Начало боя затянулось. Эта троица уже начала изрядно нервничать, а я всё больше изучал их. Смотрел на их тела, смотрел, как они стоят. Левый, который Брово, когда переминался, быстро соскакивал с правой ноги, да и когда шёл к линии старта боя сильно прихрамывал на эту сторону. Правый же постоянно дёргал обоими плечами, но левым чаще, а также перебирал пальцами по винтовке. Скорее всего, есть какое-то заболевание, или просто общая утомляемость выше всего. Центральный щурился, пытался разглядеть меня.
У меня тут же в голове начал формироваться план действий. Проще простого будет разобраться с тем, который справа, с тяжёлой винтовкой. Он заметил мой взгляд, задышал чуть чаще. Боится. Центральный же… от него проще держаться на расстоянии, он точно не сможет очень хорошо попадать. Проблема будет с левым, он хоть и хромает, но у него универсальное оружие, которым можно пользоваться на ближней и средней дистанции.
Но долго ждать начала боя всё же не пришлось. Как только дикторша дала сигнал, правый начал разрывать дистанцию, центральный попытался сблизиться со мной, а левый рванул к правому, чтобы оказать тому поддержку.

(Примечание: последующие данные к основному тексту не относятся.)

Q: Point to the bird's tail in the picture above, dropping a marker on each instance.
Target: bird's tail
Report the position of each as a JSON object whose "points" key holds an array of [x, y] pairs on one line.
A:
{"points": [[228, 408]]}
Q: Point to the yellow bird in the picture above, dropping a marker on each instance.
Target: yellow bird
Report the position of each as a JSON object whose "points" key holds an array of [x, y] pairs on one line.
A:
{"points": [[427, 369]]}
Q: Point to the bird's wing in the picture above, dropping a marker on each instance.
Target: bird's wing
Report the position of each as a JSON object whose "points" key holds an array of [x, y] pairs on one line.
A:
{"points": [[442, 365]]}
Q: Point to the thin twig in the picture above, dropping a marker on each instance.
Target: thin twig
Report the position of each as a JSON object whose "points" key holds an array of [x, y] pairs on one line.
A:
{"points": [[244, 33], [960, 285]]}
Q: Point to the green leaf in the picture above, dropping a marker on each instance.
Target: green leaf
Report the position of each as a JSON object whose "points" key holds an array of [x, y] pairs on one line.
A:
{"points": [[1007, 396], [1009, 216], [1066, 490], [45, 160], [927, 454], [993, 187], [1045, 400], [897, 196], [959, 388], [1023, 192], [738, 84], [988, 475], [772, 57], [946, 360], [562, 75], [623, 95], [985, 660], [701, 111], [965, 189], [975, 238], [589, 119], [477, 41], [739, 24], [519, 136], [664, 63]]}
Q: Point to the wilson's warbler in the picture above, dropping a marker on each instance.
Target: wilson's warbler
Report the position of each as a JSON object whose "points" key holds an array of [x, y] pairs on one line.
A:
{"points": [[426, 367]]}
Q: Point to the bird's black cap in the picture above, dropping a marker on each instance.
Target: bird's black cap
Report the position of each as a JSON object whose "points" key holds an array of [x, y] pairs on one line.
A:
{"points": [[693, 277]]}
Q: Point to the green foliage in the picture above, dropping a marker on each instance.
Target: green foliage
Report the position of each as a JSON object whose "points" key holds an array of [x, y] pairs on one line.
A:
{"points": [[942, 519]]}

Всё же, как был озвучен план, так он и соблюдается, ничего удивительного.
Я попытался рвануть в сторону снайпера, но тут же по мне открыли огонь двое других, а снайпер ещё сильнее начал разрывать дистанцию. Тут же сменил своё мнение, пока я пытаюсь догнать Алеко, меня превратят в фарш. Моментально я сменил направление движения, рванул в сторону слабовидящего. Он растерялся, потерялся, но тут же отбросил оба своих пистолета-пулемёта, которые оказались на ремнях и ударили ему по бокам, моментально достав оба своих ножа.
Он оказался не таким тюфяком, как я думал. Мы обменялись серией ударов, он даже пару раз смог меня полоснуть, но раны быстро зарастали. После увиденного он явно нервничал, его руки тряслись, глаза метались. Его дружки не стреляли по одной простой причини. Они боялись зацепить его, боялись ранить товарища. Они не были военными, они были гражданскими. Настоящий военный, если бы это требовалось от него, открыл бы огонь по опасному противнику, не взирая на возможную смерть своего, а этот свой сделал бы всё, чтобы не дать противнику сдвинуться с места, чтобы другие бойцы смогли его убить.